Aguilar y Guerrero me explicaron que habían llegado a nuestras playas sólo por mala suerte. Ellos habían estado entre unos cientos de personas, hombres y mujeres, que habían dejado Cuba en doce de esas grandes casas flotantes —ellos les llamaban barcos— bajo el mando del Capitán Diego de Nicuesa, que los llevaba consigo para formar otra colonia en la que él iba a ser el gobernador; un lugar llamado Castilla de Oro, hacia algún lugar más lejos de aquí, hacia el sur. Sin embargo, la expedición había tenido mala suerte y ellos se inclinaban a culpar de ello al «cometa con cola».

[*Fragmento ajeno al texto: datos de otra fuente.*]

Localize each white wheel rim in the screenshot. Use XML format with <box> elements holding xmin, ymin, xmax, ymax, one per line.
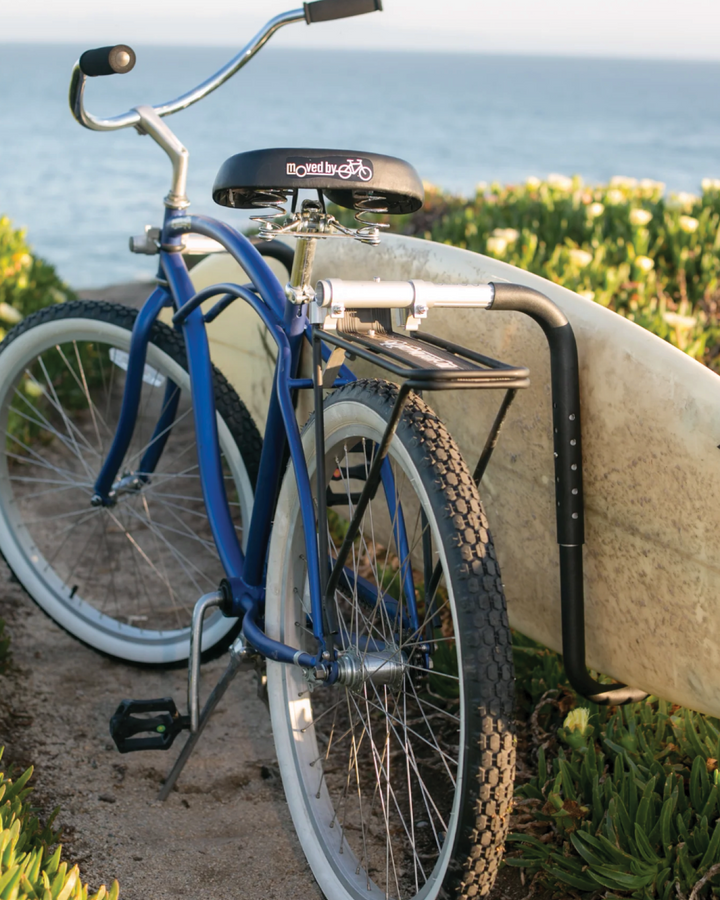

Una fiera tormenta había dispersado los barcos, y el que los llevaba a ellos acabó finalmente encallado entre unas rocas puntiagudas que rompieron su fondo, lo giraron y lo hicieron hundirse. Sólo Aguilar, Guerrero y otros hombres pudieron arreglarse para poner a flote otra embarcación, una especie de larga canoa que el barco llevaba para esas emergencias. Para su sorpresa, la canoa no estuvo mucho tiempo en el mar, antes de que éste la arrojara a las playas de esta tierra. Los otros dos ocupantes de la canoa se ahogaron entre la turbulencia de las rompientes y Aguilar y Guerrero quizás también hubieran muerto, si «los hombres rojos» no hubieran llegado corriendo a ayudarles a ponerse a salvo. Aguilar y Guerrero expresaron su gratitud por haber sido rescatados, recibidos hospitalariamente, por haber sido alimentados muy bien y por los entretenimientos que les proporcionaron, pero estarían todavía más agradecidos, según dijeron, si nosotros los hombres rojos los podíamos guiar otra vez de regreso a la playa y a su canoa. Guerrero, que era carpintero, estaba seguro de que podría reparar cualquier daño que tuviera la canoa y hacer los remos para impulsarla adecuadamente. Él y Aguilar estaban seguros de que si su dios les daba tiempo favorable, podrían remar hacia el este hasta encontrar Cuba otra vez.